Miranda introduces her twins to Andrea who tried to find a way to tell the two redheads apart. She thought the one called Cassidy was a little more freckled, but if she saw them one by one, how would she know then? The two girls ate like food was about to run out, chatting with the adults without being scolded even once. This was how Andrea had been brought up, but she also knew most children weren’t allowed to eat with the adults, let alone talk with them like equals. Her admiration for Miranda grew.
Emily was a strange sort of woman. Being an earl’s daughter, destitute or not, she outranked them all. Yet she was also employed by Miranda, which made her no better than Annika or Madam Serena. She dressed very modern, but her demeanor seemed…rigid and Andrea thought she seemed nervous, for some reason. Perhaps she wasn’t comfortable around strangers.

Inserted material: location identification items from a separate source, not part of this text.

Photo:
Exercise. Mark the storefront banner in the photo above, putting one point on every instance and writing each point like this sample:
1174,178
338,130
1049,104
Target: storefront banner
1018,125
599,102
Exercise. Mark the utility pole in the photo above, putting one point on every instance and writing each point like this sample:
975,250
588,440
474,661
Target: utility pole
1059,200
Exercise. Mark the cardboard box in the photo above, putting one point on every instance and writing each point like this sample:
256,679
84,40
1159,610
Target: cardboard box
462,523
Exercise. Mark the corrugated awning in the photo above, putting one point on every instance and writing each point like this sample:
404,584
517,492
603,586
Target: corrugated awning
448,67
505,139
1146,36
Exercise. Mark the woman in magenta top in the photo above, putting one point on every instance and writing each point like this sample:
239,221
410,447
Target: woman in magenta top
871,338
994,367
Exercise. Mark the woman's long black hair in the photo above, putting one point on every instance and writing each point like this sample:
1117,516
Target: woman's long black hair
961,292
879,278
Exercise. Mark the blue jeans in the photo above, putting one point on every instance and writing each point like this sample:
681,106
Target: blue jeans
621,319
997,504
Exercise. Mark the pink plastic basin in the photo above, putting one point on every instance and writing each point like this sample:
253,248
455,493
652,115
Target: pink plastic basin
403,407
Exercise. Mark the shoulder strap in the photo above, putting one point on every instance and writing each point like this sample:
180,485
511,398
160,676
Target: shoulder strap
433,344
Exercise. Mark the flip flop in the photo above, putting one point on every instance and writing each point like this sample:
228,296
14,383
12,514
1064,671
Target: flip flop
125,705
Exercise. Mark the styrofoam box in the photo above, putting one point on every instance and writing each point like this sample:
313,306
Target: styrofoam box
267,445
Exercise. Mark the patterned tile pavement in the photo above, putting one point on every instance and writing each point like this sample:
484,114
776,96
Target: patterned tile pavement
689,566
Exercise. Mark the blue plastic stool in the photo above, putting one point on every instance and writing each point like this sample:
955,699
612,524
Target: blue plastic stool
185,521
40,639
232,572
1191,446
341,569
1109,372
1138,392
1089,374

Some people were just shy. After trying to engage her in the conversation a few times and failing, Andrea relented, but just like with Annika, her curiosity was stirred and she promised herself to not give up.
Miranda was another riddle. Of course she was no angel. No woman could hold her position in New York without being tough and hardnosed. The strange thing about Miranda was not so much her social status, but what her physical proximity did to Andrea. Every time Miranda leaned closer to speak to her or Kathryn, or if their arms happened to brush against each other when reaching for their cups, Andrea gasped and had to bite down on the tip of her tongue. This was all quite involuntarily and it made absolutely no sense. Having never experienced such fluctuations in her respiratory system or her heart rate, Andrea found she had yet another mystery to solve.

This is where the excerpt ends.